Several thousand PKK militants are based in mountain hideouts in northern Iraq, from where they regularly launch attacks on state targets in mainly Kurdish southeast Turkey.
Armed forces chief General Necdet Ozel rushed to the region, along with the commanders of the ground forces and paramilitary gendarmerie, Turkish media reported. The interior minister and a deputy prime minister also headed there.
MOVES TO RESOLVE KURDISH PROBLEM
Government and state officials met to discuss the fighting on Tuesday afternoon in Ankara in the office of Prime Minister Tayyip Erdogan, who was attending the G20 summit in Mexico.

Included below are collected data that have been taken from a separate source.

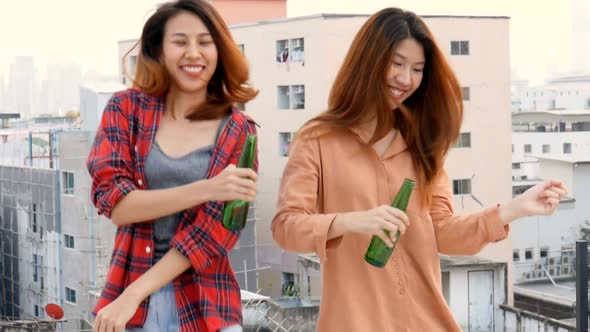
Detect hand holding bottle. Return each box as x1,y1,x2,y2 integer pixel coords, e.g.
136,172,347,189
336,205,410,247
205,164,257,203
364,178,414,267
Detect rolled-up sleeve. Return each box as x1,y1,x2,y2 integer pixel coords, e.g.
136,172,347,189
271,136,339,263
429,170,509,255
86,95,137,219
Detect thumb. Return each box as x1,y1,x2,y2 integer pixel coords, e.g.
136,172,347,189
225,164,237,171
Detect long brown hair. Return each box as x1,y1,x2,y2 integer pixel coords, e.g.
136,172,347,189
125,0,258,120
301,8,463,205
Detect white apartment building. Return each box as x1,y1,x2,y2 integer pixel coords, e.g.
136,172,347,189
511,111,590,193
512,75,590,112
118,13,514,329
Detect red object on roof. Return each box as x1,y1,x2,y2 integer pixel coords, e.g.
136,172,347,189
45,303,64,320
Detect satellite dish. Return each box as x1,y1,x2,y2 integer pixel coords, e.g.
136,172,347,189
45,303,64,320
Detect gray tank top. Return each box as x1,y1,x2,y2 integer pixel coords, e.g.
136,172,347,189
145,116,228,261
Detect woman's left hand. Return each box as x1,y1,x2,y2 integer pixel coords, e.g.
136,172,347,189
500,179,568,224
93,291,141,332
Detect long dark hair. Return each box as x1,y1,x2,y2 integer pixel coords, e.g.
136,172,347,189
126,0,258,120
300,8,463,205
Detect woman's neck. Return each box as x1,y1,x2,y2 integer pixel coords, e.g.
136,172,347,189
166,86,207,119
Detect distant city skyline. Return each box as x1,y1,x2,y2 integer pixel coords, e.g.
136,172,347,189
0,0,587,85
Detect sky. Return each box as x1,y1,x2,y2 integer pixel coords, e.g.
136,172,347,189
0,0,584,85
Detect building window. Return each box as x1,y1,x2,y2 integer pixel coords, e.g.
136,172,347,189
540,247,549,258
128,55,138,78
63,171,75,195
276,39,289,63
31,203,37,232
34,305,39,318
65,287,77,304
277,85,305,110
451,40,469,55
279,132,296,157
237,44,244,53
513,249,520,262
524,144,532,153
525,248,533,260
290,38,304,62
64,234,75,249
454,133,471,148
542,144,551,153
512,163,521,170
281,272,297,296
33,254,39,282
452,179,471,195
512,144,514,153
563,143,572,154
462,87,470,101
276,38,305,63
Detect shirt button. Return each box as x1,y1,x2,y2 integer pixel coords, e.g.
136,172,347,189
138,179,143,186
145,246,151,254
134,145,138,153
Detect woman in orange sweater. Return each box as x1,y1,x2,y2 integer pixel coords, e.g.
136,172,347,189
272,7,567,331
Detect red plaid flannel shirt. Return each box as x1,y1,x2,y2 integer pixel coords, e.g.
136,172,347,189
86,88,258,331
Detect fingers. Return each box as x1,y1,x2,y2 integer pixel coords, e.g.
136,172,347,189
375,228,395,248
374,205,410,240
544,179,568,194
234,168,258,181
116,323,126,332
234,182,257,201
548,186,567,198
381,205,410,228
544,197,560,212
541,189,559,199
225,166,257,181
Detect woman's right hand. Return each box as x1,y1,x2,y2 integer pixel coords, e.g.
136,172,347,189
335,205,410,247
205,164,258,202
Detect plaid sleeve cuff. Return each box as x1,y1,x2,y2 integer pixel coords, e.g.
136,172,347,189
97,179,137,218
171,228,210,272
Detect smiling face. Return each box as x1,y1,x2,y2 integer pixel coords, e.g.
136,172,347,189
161,11,218,97
384,37,425,109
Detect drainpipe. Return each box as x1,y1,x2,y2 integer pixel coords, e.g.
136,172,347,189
53,129,64,332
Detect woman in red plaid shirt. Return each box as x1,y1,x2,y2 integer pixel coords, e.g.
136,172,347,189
87,1,259,331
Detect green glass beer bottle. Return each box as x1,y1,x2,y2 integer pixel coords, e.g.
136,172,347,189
364,178,415,267
222,134,257,231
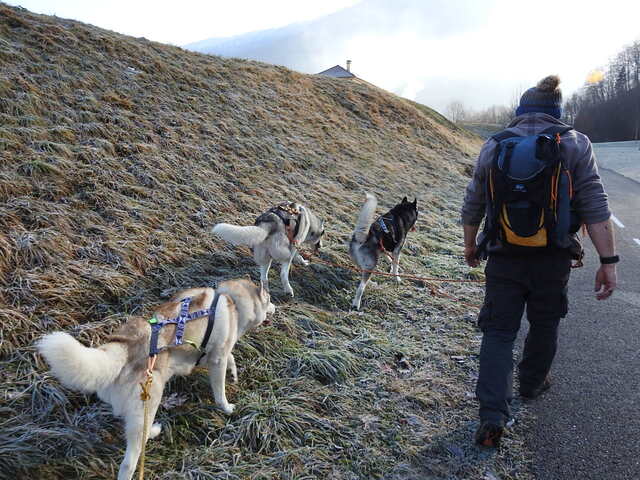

The PKK, designated a terrorist group by Turkey, the United States and the European Union, began its separatist insurgency in 1984. More than 40,000 people have since been killed.
In his efforts to resolve the conflict, Erdogan has told parliament that Kurdish language lessons could be offered in schools. He also suggested he was prepared to hold talks with prominent Kurdish politician Leyla Zana after she said she believed he was capable of ending the Kurdish troubles.
Deputy Prime Minister Bulent Arinc raised the possibility at the weekend of jailed PKK leader Abdullah Ocalan being put under house arrest if the militants were to lay down their weapons.
However, other leading government figures, pointing to nationalist sensitivities over such a radical move, dismissed the idea, and Erdogan said it was only Arinc's personal view.
Concerns about the PKK insurgency have been exacerbated by the conflict in Syria, which also has a Kurdish minority.
PKK rebels have launched sporadic attacks in recent months near the Syrian border in Hatay province, where thousands of Syrians are housed in refugee camps.
One Turkish soldier was killed on Monday night in Hatay in a clash with PKK militants, the governor's office there said.